CON: The system needs to focus on expediting permanency for foster children, and this bill will not help achieve that. The funds spent paying foster parents a stipend on top of the reimbursement they receive should be used to provide the mental health and other services that foster children need. Many foster parents consider themselves as parents to the foster children as long as the children are placed with them. They do not need to belong to a union to be able to do their job. Even though the bill limits the collective bargaining to a specific class - specialized foster homes - what does that say about the remaining foster parents who work just as hard with their foster children? No one should be forced to join a union. Foster parents are volunteers, and it should remain that way. Foster parents have more credibility as just foster parents; a union is not needed to provide foster parents with credibility. Foster parents should advocate for foster children without being paid to do so. More money to foster parents will convince some people to become foster parents because of the money and not because they want to provide care to foster children.

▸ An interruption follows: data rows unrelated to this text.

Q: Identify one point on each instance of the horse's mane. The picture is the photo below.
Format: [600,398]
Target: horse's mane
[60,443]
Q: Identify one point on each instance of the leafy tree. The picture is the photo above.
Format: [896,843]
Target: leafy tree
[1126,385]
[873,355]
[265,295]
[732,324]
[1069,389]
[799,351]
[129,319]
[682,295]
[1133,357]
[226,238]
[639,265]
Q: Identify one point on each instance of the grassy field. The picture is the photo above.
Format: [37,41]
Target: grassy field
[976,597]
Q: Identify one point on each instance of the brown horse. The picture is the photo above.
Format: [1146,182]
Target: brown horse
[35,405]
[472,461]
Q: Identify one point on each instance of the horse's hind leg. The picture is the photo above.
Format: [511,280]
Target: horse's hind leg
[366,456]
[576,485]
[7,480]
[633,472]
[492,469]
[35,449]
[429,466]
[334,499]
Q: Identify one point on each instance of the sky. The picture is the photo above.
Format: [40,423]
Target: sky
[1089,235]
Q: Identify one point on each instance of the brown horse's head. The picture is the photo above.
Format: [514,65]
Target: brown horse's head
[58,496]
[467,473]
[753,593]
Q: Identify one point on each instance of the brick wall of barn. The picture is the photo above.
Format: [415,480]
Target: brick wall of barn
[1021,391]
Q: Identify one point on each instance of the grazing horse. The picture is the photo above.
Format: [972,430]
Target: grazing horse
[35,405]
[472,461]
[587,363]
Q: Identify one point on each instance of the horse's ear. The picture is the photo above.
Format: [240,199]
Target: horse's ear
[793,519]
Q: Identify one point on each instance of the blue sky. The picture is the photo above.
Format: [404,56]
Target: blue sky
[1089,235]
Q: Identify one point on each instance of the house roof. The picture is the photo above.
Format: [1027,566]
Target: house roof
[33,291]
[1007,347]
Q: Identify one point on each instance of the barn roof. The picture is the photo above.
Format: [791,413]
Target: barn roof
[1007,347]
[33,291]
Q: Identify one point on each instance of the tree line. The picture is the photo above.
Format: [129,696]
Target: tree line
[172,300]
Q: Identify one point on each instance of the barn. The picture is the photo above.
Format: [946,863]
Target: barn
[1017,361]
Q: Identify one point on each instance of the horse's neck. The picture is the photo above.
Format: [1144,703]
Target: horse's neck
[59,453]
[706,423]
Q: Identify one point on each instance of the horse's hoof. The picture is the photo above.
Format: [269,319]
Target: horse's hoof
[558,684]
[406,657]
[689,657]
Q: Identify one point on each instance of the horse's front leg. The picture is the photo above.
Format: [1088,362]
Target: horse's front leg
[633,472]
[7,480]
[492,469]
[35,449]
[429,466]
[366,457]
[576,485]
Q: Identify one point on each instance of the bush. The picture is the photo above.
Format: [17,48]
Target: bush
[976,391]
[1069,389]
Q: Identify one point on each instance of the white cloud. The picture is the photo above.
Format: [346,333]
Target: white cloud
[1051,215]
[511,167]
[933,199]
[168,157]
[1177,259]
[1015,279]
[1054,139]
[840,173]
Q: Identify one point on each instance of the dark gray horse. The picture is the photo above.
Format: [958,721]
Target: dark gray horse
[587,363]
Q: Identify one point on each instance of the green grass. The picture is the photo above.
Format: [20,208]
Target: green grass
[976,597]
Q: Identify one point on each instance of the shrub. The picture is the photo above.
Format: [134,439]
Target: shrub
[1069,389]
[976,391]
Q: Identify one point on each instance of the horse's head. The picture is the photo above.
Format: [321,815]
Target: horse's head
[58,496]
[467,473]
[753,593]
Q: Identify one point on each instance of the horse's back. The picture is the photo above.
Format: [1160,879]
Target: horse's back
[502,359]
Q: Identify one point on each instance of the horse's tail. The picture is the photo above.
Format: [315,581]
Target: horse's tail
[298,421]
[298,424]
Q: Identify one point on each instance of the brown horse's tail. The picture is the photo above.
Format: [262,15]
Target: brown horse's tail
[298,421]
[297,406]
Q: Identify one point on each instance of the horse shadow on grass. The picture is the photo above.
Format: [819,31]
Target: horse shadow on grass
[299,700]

OTHER: There is no reason to have unions do what the Legislature already has the authority to do. This bill would redirect money to a union rather than a care giver. This bill will be used as a stepping stone to unionize all foster parents. There is language in the portion of the bill that creates specialized foster homes that would exclude private foster parents from participating. The intent was to exclude behavioral rehabilitation services foster parents from participating, and the bill should be amended to reflect that.
Persons Testifying: PRO: Dennis Eagle, Washington Federation of State Employees (WFSE);
Elizabeth Rich, WFSE and Foster Parents of Washington State (FPAWS); Mary Jeanne Smith,
WFSE/FPAWS; Barbara Morey, Foster Parent; Steve Baxter, FPAWS
CON: Linda Green Basket, adoptive parent/former foster parent; David Putnam, Gary Malkasian, Kenneth Berlile, foster parents.
OTHER: Laurie Lippold, Children's Home Society; Scott Dilley, Evergreen Freedom Foundation.